Zum sparsamen Umgang mit Landesmitteln tragen die optimale Nutzung vorhandener Ressourcen und der wirtschaftliche Einsatz von Investitionen bei. Defizite hat der Rechnungshof bei der Prozesskostenhilfe gesehen und eine wichtige Änderung eines Bundesgesetzes angestoßen (Nr. 29). Dadurch konnten eine drohende Kostenexplosion verhindert und die Ausgaben in den letzten Jahren nahezu konstant gehalten werden. Auch bei den Haftplätzen ist es gelungen, das Land von einem wirtschaftlicheren Justizvollzug zu überzeugen: Kleinere Haftanstalten sollen geschlossen, größere Anstalten neu gebaut oder erweitert werden (Nr. 31). Die Teilprivatisierung des Betriebs in der Justizvollzugsanstalt Offenburg wird dagegen wegen der Kostenrisiken skeptisch beurteilt. Nicht umgesetzt wurde bisher der Vorschlag, die Kraftfahrzeugsteuer auf die Mineralölsteuer umzulegen (Nr. 52). Dadurch hätten allein in Baden-Württemberg über 400 Personalstellen eingespart und der Haushalt um 21 Mio. € entlastet werden können.
Hin und wieder musste der Rechnungshof Verstöße gegen das Haushaltsrecht feststellen. In einem Fall hatte das Justizministerium mit einem freien Träger einen Vertrag über die landesweite Aufgabenübertragung in der Bewährungs- und Gerichtshilfe geschlossen. Das Finanzministerium hatte hierzu das Notbewilligungsrecht ausgeübt (Nr. 12). Der Rechnungshof rügte dieses Vorgehen als Verletzung des Budgetrechts des Parlaments, weil die Verabschiedung eines Nachtragshaushaltsplans möglich gewesen wäre. Der Staatsgerichtshof bestätigte in seinem Urteil diese Auffassung. Auch beim Rechenzentrum der Universität Stuttgart war die Haushalts- und Wirtschaftsführung zu beanstanden (Nr. 62). Es hatte über Jahre Rücklagen in Millionenhöhe gebildet und daraus Investitionen finanziert, für die eine Ermächtigung durch den Haushaltsgesetzgeber fehlte. Trotz der ausdrücklichen Missbilligung durch den Landtag wollte die Landesregierung den haushaltsrechtlichen Verstoß nicht einräumen. Sie unterließ es, die rechtswidrig gebildete Rücklage von der Universität zurückzufordern.

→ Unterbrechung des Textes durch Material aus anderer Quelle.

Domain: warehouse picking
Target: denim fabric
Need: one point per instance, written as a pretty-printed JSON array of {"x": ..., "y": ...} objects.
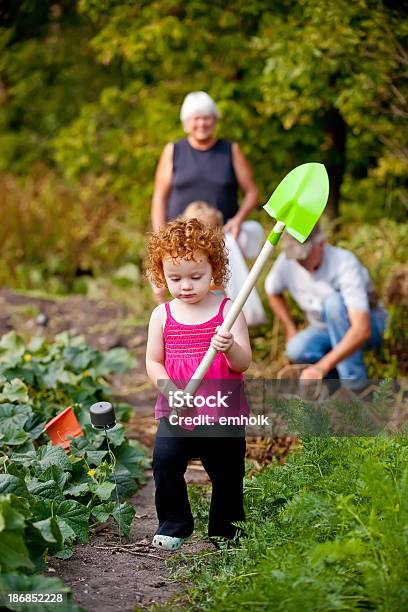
[{"x": 312, "y": 343}]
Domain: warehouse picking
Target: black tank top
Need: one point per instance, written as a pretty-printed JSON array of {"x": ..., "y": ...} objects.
[{"x": 203, "y": 175}]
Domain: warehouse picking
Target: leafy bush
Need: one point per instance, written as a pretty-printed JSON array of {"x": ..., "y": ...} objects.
[
  {"x": 52, "y": 499},
  {"x": 325, "y": 531}
]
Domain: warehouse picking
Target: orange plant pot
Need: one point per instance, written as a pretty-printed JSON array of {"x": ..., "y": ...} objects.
[{"x": 63, "y": 425}]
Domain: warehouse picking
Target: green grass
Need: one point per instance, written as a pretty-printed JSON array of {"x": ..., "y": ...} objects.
[{"x": 326, "y": 531}]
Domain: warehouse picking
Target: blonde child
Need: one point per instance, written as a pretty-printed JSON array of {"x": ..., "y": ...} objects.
[{"x": 187, "y": 257}]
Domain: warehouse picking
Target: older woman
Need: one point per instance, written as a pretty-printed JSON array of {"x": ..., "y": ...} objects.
[{"x": 202, "y": 167}]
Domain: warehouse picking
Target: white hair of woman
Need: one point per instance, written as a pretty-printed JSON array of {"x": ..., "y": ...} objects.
[{"x": 198, "y": 102}]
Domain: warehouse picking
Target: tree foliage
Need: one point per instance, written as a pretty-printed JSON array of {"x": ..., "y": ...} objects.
[{"x": 97, "y": 89}]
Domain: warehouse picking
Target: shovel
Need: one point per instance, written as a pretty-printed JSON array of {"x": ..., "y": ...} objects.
[{"x": 297, "y": 204}]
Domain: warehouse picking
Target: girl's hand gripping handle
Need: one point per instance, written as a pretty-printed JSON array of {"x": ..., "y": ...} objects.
[{"x": 238, "y": 304}]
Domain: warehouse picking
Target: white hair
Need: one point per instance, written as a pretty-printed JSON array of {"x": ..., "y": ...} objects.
[{"x": 198, "y": 102}]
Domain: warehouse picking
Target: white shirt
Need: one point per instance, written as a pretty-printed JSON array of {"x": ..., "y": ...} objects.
[{"x": 339, "y": 271}]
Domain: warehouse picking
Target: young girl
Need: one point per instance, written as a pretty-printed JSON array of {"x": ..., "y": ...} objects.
[{"x": 187, "y": 257}]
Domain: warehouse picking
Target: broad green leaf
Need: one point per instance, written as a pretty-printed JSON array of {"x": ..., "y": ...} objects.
[
  {"x": 53, "y": 455},
  {"x": 14, "y": 391},
  {"x": 13, "y": 551},
  {"x": 12, "y": 484},
  {"x": 47, "y": 490},
  {"x": 75, "y": 515},
  {"x": 13, "y": 417},
  {"x": 103, "y": 511}
]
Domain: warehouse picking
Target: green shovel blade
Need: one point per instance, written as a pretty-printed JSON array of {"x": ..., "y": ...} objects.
[{"x": 299, "y": 199}]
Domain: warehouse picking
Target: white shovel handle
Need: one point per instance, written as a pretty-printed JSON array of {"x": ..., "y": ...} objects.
[{"x": 235, "y": 309}]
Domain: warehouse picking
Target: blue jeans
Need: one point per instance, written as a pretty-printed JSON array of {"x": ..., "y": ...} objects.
[{"x": 312, "y": 343}]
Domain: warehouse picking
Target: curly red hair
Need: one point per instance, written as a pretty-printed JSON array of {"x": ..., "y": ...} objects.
[{"x": 181, "y": 239}]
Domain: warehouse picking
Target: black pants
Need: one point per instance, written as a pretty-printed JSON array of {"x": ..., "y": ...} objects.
[{"x": 223, "y": 460}]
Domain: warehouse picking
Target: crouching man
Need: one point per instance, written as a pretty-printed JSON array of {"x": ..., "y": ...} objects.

Regelmäßig zeigt der Rechnungshof Wege auf, wie das Land seine Einnahmen steigern kann. Nach einer repräsentativen Untersuchung der Veranlagungsstellen der Finanzämter im Jahr 2000 hätten jährlich 360 Mio. € mehr an Steuern erhoben werden können, wenn Steuerfälle sorgfältiger bearbeitet worden wären (Nr. 51). Es wurde gefordert, die Arbeitsqualität nachhaltig zu verbessern und die Realisierungsquote deutlich zu erhöhen. Trotzdem hat sich der Personalabbau in den Veranlagungsstellen fortgesetzt, ohne dass die Arbeitsqualität zuvor gesteigert worden wäre. Verbessert wurde die Einnahmesituation dagegen bei den Notariatsgebühren (Nr. 32). Mittlerweile schöpfen die Amtsnotariate die Einnahmepotenziale für die Abnahme der eidesstattlichen Versicherung im Erbscheinverfahren aus und setzen sachgerechte Geschäftswerte fest. Ebenfalls umgesetzt wurde der Vorschlag, bei Feuerwehreinsätzen von den Verursachern von Unfällen im Straßenverkehr einen Kostenersatz zu verlangen, was zu erheblichen Mehreinnahmen der Kommunen führen dürfte (Nr. 16).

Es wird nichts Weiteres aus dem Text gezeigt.